Morton Schapiro, president of Northwestern University, argues that preparing students for entry into the workforce requires a combination of "technical expertise and cultural competency."
In a commentary for The Chronicle of Higher Education, Schapiro and co-author Barry Glassner write, "Graduates will need both of those to thrive, not just early in their work lives, but over the long, unsteady haul they can expect to face."
Most people change jobs, and sometimes professions, multiple times before they retire, Schapiro says, and to give students everything they need, "higher education must become appreciably more interdisciplinary."
"There is nothing wrong, and much right, in having a history department and a computer-science department," Schapiro writes. "Too often, though, departments become compartments in which professors and students speak primarily with each other, in vocabulary known only to themselves, thereby making integrative research and instruction impossible.
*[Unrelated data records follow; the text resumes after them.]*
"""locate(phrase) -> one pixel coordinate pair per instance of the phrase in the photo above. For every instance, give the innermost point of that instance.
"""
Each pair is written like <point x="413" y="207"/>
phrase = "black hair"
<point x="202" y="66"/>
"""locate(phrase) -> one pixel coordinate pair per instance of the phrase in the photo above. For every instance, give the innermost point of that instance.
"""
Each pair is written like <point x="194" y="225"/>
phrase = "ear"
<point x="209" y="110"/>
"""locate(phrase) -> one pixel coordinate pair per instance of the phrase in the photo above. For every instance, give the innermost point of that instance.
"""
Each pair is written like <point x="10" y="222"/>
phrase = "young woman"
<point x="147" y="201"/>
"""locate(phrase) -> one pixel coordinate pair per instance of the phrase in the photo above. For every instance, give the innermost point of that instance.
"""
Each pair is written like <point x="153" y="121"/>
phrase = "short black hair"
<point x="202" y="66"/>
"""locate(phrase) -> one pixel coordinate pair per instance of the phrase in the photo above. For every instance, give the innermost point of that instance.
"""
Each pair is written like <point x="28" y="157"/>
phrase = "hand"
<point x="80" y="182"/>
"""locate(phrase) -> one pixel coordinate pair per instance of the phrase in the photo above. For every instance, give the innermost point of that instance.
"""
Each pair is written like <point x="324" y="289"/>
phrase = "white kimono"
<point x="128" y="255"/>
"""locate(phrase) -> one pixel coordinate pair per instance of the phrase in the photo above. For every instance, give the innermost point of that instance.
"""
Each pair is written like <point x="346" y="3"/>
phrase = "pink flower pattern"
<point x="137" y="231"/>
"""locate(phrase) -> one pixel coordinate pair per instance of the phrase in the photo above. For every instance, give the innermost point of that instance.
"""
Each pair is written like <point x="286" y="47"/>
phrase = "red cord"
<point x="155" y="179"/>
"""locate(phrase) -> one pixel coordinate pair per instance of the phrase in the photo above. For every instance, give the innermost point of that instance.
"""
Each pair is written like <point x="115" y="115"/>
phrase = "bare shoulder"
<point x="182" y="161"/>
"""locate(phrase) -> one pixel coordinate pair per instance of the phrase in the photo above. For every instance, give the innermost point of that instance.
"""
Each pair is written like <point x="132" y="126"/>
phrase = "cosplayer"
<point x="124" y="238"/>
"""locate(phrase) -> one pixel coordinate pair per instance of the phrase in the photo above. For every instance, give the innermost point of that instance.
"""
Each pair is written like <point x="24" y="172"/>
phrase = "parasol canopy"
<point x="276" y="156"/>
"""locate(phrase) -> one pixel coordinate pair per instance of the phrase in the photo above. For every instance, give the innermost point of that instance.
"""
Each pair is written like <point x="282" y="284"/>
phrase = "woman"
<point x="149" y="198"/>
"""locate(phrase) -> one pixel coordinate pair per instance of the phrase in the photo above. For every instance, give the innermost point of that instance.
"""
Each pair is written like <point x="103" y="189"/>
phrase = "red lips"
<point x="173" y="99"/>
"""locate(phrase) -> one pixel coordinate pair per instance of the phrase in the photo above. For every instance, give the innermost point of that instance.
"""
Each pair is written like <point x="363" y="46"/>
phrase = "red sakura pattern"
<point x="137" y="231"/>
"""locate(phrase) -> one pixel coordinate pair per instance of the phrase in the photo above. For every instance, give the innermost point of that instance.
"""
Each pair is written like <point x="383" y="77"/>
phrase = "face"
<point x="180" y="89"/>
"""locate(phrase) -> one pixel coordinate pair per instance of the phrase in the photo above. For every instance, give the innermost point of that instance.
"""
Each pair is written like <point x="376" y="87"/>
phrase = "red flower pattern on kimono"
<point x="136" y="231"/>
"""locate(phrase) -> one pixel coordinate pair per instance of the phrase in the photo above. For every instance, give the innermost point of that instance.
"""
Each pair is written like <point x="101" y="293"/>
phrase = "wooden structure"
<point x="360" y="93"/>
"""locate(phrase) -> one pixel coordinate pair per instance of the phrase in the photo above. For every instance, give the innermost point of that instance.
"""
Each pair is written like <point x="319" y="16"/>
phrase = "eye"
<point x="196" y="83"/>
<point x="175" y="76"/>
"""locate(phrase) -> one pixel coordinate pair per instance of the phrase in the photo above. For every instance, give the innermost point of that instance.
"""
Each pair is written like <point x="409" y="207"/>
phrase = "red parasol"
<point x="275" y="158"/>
"Not only do big issues, like climate change and economic mobility, demand knowledge across disciplines, students require cross-disciplinary educations for almost every line of work," he continues. "Colleges should hire professors with joint appointments in two or more departments, and encourage students to take double majors, one of which is far outside their main field of study."
In addition to book learning and specialized training, students need creativity, Schapiro adds. Students in every major should take a class or two in improvisational acting, creative writing, or drawing.
"Being proficient at writing code or any other technical skill will take you only so far in an evolving labor market," he writes. "The fix for higher education is neither to turn colleges into quasi trade schools, nor to repackage the liberal arts, but to afford students the tools and humility they need to educate themselves for a lifetime."